Something I’d like to try is throwing it much deeper stacks – like 10 observations instead of 2. You get as many bands out of PCA as you put in, so you should be able to pick out a lot more. Of course 10 observations means you’re looking at a longish time period, and there will be intrinsic change, which might throw things off a bit – PCA will start to produce dimensions that are “about” time more than about surface signal. Which is not necessarily bad!
Because you’re looking at a bunch of multiscale-heterogenous surfaces for which every pixel is presumably mixed, you expect your histograms to tend generally to converge on bell curves. (Massive generalization, broken by water among other things.) This is useful for L*a*b* because the a* and b* channels are pretty sensitive – anything far off the midpoint is really saturated. In general, you expect an L*a*b* representation of an arbitrary multiscale-heterogenous scene (like a landscape) to have a* and b* channels that approximate tight (small σ) bell curves. This is what equalizing and then lowering contrast is supposed to get you. But it can get thrown off by the big flat nodata areas, among other things. (Come to think of it, it wouldn’t be hard to mask them out and do the adjustments in skimage … hm.) Just try to get the peaks of the a* and b* bells on the midpoints as a starting point.
–Charlie Loyd, your favorite and mine
11. Open your output tiff in Photoshop (it'll be in RGB and look terrible but it's just not using most of the range). Also create a new document with the same dimensions, but in the "Lab Color" color mode. (Hint: select all > copy first before creating a new document will automatically populate dimensions in your new document window.)
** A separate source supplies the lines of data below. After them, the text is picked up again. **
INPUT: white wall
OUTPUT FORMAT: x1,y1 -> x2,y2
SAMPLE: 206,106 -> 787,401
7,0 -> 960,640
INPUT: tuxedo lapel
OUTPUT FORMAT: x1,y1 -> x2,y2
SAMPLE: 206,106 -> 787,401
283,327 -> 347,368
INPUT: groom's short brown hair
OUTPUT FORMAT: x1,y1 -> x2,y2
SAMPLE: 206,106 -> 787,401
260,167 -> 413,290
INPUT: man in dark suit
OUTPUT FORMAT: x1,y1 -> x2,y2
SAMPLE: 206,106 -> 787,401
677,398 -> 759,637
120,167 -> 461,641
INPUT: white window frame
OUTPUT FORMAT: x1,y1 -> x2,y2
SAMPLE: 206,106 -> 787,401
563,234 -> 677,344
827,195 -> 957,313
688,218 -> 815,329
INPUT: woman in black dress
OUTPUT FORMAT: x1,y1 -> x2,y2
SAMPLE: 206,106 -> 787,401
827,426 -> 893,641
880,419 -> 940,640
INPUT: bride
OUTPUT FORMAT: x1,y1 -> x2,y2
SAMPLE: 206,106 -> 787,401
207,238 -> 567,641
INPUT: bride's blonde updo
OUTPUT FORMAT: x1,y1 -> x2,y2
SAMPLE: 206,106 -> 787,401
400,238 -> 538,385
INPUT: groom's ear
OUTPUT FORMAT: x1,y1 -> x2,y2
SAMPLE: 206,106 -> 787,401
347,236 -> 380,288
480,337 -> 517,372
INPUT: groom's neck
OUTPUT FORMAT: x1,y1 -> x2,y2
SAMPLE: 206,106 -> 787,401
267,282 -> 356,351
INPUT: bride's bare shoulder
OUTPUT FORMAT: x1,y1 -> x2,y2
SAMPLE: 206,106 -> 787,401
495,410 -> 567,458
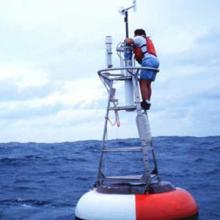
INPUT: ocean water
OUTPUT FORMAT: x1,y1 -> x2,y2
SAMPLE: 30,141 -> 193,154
0,136 -> 220,220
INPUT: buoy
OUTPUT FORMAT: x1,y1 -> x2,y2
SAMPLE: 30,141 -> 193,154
75,183 -> 198,220
75,1 -> 198,220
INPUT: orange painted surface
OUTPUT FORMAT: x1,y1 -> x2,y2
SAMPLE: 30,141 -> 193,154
135,188 -> 198,220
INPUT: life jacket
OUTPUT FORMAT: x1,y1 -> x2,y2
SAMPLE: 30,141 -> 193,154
133,37 -> 157,63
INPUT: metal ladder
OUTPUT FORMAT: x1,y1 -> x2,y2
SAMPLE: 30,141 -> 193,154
96,67 -> 158,190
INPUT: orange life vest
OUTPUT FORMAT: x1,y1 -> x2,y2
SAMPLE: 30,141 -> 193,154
134,37 -> 157,62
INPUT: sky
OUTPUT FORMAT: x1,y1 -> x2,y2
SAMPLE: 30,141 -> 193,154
0,0 -> 220,142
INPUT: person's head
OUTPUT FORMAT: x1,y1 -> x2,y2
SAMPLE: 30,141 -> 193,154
134,29 -> 146,36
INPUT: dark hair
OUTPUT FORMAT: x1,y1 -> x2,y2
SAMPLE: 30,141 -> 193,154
134,29 -> 146,36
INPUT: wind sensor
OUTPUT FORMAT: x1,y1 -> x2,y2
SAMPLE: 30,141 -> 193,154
119,0 -> 136,38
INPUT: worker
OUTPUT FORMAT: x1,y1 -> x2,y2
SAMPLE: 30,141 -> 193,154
125,29 -> 159,110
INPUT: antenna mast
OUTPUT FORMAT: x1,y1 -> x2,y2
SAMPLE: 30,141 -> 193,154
119,0 -> 136,38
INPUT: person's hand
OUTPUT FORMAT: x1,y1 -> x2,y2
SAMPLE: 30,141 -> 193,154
125,38 -> 134,45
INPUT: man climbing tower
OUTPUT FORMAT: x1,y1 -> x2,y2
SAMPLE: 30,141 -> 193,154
125,29 -> 159,110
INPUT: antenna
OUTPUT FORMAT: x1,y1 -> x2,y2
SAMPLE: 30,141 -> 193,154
119,0 -> 136,38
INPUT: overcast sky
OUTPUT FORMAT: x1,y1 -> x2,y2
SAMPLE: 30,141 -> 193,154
0,0 -> 220,142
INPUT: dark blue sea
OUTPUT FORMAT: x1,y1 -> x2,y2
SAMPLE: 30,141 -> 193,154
0,136 -> 220,220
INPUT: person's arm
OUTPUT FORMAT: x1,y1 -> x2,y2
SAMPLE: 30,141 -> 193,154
125,38 -> 134,45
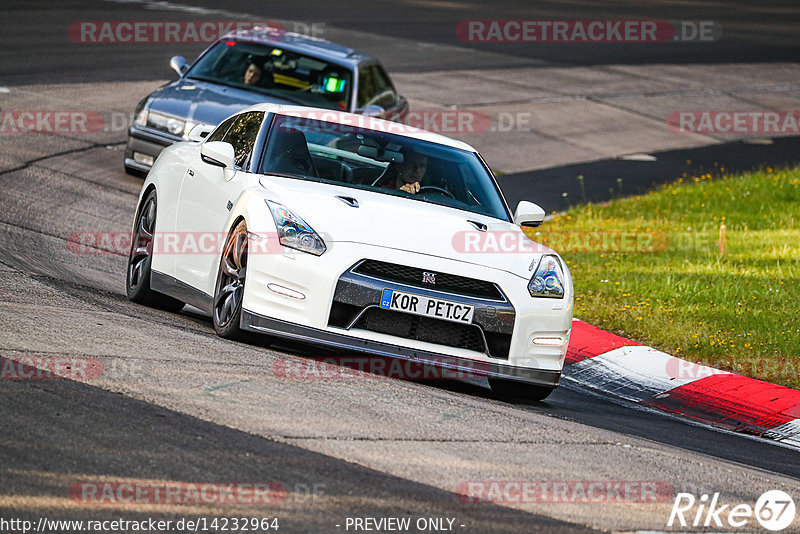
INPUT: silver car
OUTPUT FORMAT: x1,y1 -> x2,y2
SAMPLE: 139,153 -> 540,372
125,28 -> 408,176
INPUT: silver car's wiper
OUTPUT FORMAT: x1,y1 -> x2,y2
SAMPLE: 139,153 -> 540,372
186,76 -> 318,106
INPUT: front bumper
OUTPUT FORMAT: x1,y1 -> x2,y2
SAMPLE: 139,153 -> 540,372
241,243 -> 572,380
241,310 -> 561,387
125,126 -> 183,173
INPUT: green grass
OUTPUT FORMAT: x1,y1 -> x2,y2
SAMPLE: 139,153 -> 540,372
532,168 -> 800,388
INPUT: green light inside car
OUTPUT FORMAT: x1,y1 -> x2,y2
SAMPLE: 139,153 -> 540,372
323,78 -> 344,93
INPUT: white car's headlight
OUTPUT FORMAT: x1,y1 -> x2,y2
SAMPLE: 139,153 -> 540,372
266,200 -> 327,256
528,254 -> 564,299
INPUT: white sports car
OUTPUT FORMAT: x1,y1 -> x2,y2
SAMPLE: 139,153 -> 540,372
127,104 -> 573,399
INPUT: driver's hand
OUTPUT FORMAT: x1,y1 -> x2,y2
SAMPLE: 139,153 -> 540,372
400,182 -> 420,195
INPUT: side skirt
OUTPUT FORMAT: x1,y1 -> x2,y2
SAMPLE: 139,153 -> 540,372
150,271 -> 214,313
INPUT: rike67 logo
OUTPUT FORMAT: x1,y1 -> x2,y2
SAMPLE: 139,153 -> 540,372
667,490 -> 797,532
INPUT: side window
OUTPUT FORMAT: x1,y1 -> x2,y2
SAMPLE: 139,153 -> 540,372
358,65 -> 395,108
206,117 -> 236,142
222,111 -> 264,170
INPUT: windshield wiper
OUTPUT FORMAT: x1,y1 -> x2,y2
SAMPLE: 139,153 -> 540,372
186,76 -> 236,88
186,76 -> 322,106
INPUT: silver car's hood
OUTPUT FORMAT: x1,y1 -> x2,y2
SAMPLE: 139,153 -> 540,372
148,78 -> 291,125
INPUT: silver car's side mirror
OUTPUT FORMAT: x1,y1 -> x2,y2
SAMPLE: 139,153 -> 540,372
169,56 -> 189,76
186,124 -> 214,143
514,200 -> 544,226
356,104 -> 386,119
200,141 -> 236,170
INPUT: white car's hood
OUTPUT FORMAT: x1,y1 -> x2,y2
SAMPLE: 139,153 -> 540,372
261,176 -> 552,278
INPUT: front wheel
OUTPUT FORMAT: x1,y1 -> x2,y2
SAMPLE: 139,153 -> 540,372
213,221 -> 248,339
489,378 -> 555,401
125,189 -> 184,312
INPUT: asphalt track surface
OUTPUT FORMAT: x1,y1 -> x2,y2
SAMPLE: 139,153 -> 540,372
0,2 -> 800,532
12. Go into just the red channel on your output > select all > copy > paste into the Lightness channel in your fresh document. Repeat for the others; blue channel > a channel, green > b channel. Add a levels or curves adjustment layer and hit "auto" for each channel or futz away with the sliders.
13. And here's what I got: the PCA picked out forests in light blue, agricultural fields in screaming pink, impervious surfaces in yellow, and a whole lot of other hues I couldn't decode. PCA stripped away the common information and left what was distinct between the 4 input bands, and the colors just reflect what the analysis thought should be lumped together. PCA is trying to tell me something, but it’s beyond my ken.
14. The end! No moral. Remember that your inputs are just numbers to the PCA script; it doesn't know anything about remote sensing. It simply picks out anomalies in your images, and it's your job to figure out what they mean. It's in your hands now. Your burden. I'm sorry.